Using the llama_deploy client#

llama_deploy provides both a synchronous and an asynchronous client for interacting with a deployed system.

Both clients have the same interface, but the asynchronous client is recommended for production use to enable concurrent operations.

Generally, there is a top-level client for interacting with the control plane, and a session client for interacting with a specific session. The session client is created automatically for you by the top-level client and returned from specific methods.

To create a client, you need to point it to a control plane.

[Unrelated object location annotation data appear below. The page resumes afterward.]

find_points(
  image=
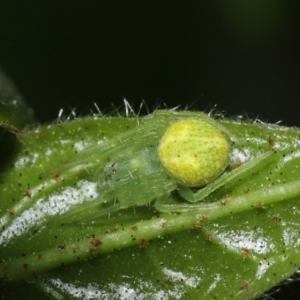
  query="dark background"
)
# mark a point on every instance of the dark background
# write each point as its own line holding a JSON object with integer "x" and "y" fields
{"x": 243, "y": 56}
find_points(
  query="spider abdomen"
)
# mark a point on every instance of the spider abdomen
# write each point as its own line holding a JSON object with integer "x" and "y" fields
{"x": 193, "y": 152}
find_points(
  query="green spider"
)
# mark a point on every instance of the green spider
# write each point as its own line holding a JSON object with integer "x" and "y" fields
{"x": 184, "y": 152}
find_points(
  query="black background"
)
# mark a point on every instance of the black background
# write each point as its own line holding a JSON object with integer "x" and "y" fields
{"x": 243, "y": 56}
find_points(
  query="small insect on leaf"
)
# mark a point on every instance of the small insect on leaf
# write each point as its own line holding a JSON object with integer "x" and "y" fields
{"x": 194, "y": 152}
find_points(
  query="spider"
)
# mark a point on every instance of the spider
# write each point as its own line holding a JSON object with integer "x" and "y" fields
{"x": 184, "y": 152}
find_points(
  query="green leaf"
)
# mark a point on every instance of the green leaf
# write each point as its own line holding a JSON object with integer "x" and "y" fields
{"x": 243, "y": 240}
{"x": 14, "y": 113}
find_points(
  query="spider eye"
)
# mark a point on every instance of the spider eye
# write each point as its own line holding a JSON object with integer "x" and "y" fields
{"x": 193, "y": 152}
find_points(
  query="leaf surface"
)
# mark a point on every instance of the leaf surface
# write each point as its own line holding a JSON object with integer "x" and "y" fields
{"x": 233, "y": 252}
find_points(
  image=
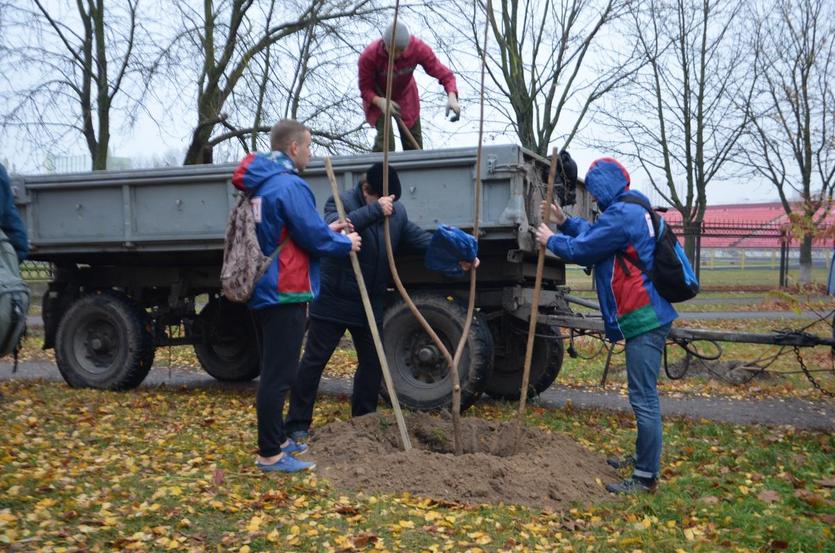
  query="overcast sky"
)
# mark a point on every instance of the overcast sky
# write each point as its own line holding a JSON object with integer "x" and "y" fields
{"x": 166, "y": 130}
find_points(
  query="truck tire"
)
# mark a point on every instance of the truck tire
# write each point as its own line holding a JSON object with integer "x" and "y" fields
{"x": 104, "y": 341}
{"x": 420, "y": 372}
{"x": 229, "y": 349}
{"x": 546, "y": 362}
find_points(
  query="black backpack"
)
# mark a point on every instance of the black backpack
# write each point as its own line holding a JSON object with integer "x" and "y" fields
{"x": 672, "y": 274}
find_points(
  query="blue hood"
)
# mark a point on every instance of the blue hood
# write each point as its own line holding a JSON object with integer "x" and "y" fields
{"x": 257, "y": 168}
{"x": 606, "y": 179}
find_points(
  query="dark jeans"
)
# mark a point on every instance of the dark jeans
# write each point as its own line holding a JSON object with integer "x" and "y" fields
{"x": 322, "y": 338}
{"x": 643, "y": 362}
{"x": 378, "y": 140}
{"x": 280, "y": 332}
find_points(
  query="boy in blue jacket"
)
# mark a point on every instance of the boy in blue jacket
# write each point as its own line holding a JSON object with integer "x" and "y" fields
{"x": 632, "y": 308}
{"x": 286, "y": 218}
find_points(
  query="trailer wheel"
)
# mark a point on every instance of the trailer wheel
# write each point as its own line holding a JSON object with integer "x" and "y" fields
{"x": 508, "y": 365}
{"x": 229, "y": 349}
{"x": 103, "y": 341}
{"x": 419, "y": 371}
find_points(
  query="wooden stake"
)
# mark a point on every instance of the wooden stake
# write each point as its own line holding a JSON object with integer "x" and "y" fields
{"x": 537, "y": 287}
{"x": 404, "y": 130}
{"x": 369, "y": 314}
{"x": 398, "y": 283}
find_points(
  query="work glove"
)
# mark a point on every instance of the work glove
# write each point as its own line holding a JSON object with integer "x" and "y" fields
{"x": 452, "y": 105}
{"x": 380, "y": 102}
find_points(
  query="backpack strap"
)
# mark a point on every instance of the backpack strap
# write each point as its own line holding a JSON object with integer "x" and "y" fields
{"x": 278, "y": 248}
{"x": 634, "y": 259}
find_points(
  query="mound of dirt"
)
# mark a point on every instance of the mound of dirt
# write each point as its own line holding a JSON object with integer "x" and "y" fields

from llama_deploy import (
    LlamaDeployClient,
    AsyncLlamaDeployClient,
    ControlPlaneConfig,
)

client = LlamaDeployClient(ControlPlaneConfig())
async_client = AsyncLlamaDeployClient(ControlPlaneConfig())

Client Methods#

  • client.create_session(poll_interval=DEFAULT_POLL_INTERVAL): Creates a new session for running workflows and returns a SessionClient for it. A session encapsulates the context and state for a single workflow run. Example:
session = client.create_session()
  • client.list_sessions(): Lists all sessions registered with the control plane. Example:
sessions = client.list_sessions()
for session in sessions:
    print(session.session_id)
  • client.get_session(session_id, poll_interval=DEFAULT_POLL_INTERVAL): Gets an existing session by ID and returns a SessionClient for it. Example:
session = client.get_session("session_123")
  • client.get_or_create_session(session_id, poll_interval=DEFAULT_POLL_INTERVAL): Gets an existing session by ID, or creates a new one if it doesn't exist. Example:
session = client.get_or_create_session("session_123")
  • client.get_service(service_name): Gets the definition of a service by name. Example:
service = client.get_service("my_workflow")
print(service.service_name, service.host, service.port)
  • client.delete_session(session_id): Deletes a session by ID. Example:
client.delete_session("session_123")
  • client.list_services(): Lists all services registered with the control plane. Example:
services = client.list_services()
for service in services:
    print(service.service_name)
  • client.register_service(service_def): Registers a service with the control plane. Example:
service_def = ServiceDefinition(
    service_name="my_workflow", host="localhost", port=8000
)
client.register_service(service_def)
  • client.deregister_service(service_name): Deregisters a service from the control plane. Example:
    client.deregister_service("my_workflow")
    

SessionClient Methods#

  • session.run(service_name, **run_kwargs): Implements the workflow-based run API for a session. Example:
result = session.run("my_workflow", arg1="hello", arg2="world")
print(result)
  • session.create_task(task_def): Creates a new task in the session. Example:
task_def = TaskDefinition(input='{"arg1": "hello"}', agent_id="my_workflow")
task_id = session.create_task(task_def)
  • session.get_tasks(): Gets all tasks in the session. Example:
tasks = session.get_tasks()
for task in tasks:
    print(task.task_id, task.status)
  • session.get_current_task(): Gets the current (most recent) task in the session. Example:
current_task = session.get_current_task()
if current_task:
    print(current_task.task_id, current_task.status)
  • session.get_task_result(task_id): Gets the result of a task in the session if it has one. Example:
    result = session.get_task_result("task_123")
    if result:
        print(result.result)
    

Examples#

We have many examples showing how to use various message queues, and different ways to scaffold your project for deployment with docker and kubernetes.

You can find all examples in the examples folder for the llama-deploy repository.